A new study by the Rainforest Foundation in Norway shows that humans have degraded or completely destroyed nearly two-thirds of the world’s pristine tropical rainforests. “The total area lost between 2002 and 2019 is greater than France,” she says. Scientists indicate that an important natural barrier against climate change is disappearing.
“The total area lost between 2002 and 2019 is larger than France,” explains Anders Krogh, the scientist who contributed to the study. In 2019, Earth lost a piece of tropical rainforest the size of a soccer field every six seconds, according to an earlier analysis of satellite imagery. If more rainforests were destroyed, it would inevitably have an impact on climate change.
Commercial agriculture is the main cause of deforestation worldwide. Forest areas are cleared to make room for livestock and crops. Other important factors are road construction, mining activities, and land speculation. This results in a loss of plant and animal species and also a loss of a number of natural trump leaves, such as capturing, storing and purifying water and storing carbon or carbon dioxide.

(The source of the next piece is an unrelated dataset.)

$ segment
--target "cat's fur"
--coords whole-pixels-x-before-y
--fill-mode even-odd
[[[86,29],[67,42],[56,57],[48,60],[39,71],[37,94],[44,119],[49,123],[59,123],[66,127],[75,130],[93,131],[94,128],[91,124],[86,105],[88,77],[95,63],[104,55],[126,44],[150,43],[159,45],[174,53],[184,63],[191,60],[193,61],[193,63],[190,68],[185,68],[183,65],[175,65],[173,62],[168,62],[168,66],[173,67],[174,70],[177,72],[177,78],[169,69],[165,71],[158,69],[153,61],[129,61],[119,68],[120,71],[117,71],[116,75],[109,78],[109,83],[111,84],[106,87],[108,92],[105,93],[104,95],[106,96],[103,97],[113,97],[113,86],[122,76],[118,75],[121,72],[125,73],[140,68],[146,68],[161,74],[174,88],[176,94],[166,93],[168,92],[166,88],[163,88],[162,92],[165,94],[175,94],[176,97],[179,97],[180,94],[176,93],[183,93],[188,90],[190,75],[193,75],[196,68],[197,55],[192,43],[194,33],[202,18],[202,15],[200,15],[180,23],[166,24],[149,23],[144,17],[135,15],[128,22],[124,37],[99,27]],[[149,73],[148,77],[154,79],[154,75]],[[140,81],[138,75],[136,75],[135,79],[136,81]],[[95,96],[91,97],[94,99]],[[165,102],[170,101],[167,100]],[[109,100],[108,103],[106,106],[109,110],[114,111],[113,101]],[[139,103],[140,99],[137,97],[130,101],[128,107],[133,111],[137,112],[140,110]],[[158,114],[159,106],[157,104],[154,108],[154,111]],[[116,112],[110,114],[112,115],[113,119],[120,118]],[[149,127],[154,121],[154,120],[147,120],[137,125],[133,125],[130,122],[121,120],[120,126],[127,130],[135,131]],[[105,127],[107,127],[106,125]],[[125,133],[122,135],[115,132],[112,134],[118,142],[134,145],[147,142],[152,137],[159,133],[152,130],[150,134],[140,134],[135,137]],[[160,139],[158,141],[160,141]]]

More than half of the devastation since 2002 has occurred in the South American Amazon and neighboring rainforests. More and more fires are being lit to create more space for livestock. The situation has become even more dramatic since Jair Bolsonaro came to power. Brazil has the largest piece of tropical forests in the world. We see this is where the biggest loss occurs. “There is something that needs to be done urgently,” Koch said.
The islands of Southeast Asia, which mostly belong to Indonesia, rank second when it comes to deforestation. An enormous amount of forests are cut down for palm oil and plantations. Central Africa ranks third on the list of most devastated regions, especially the area around the Congo River.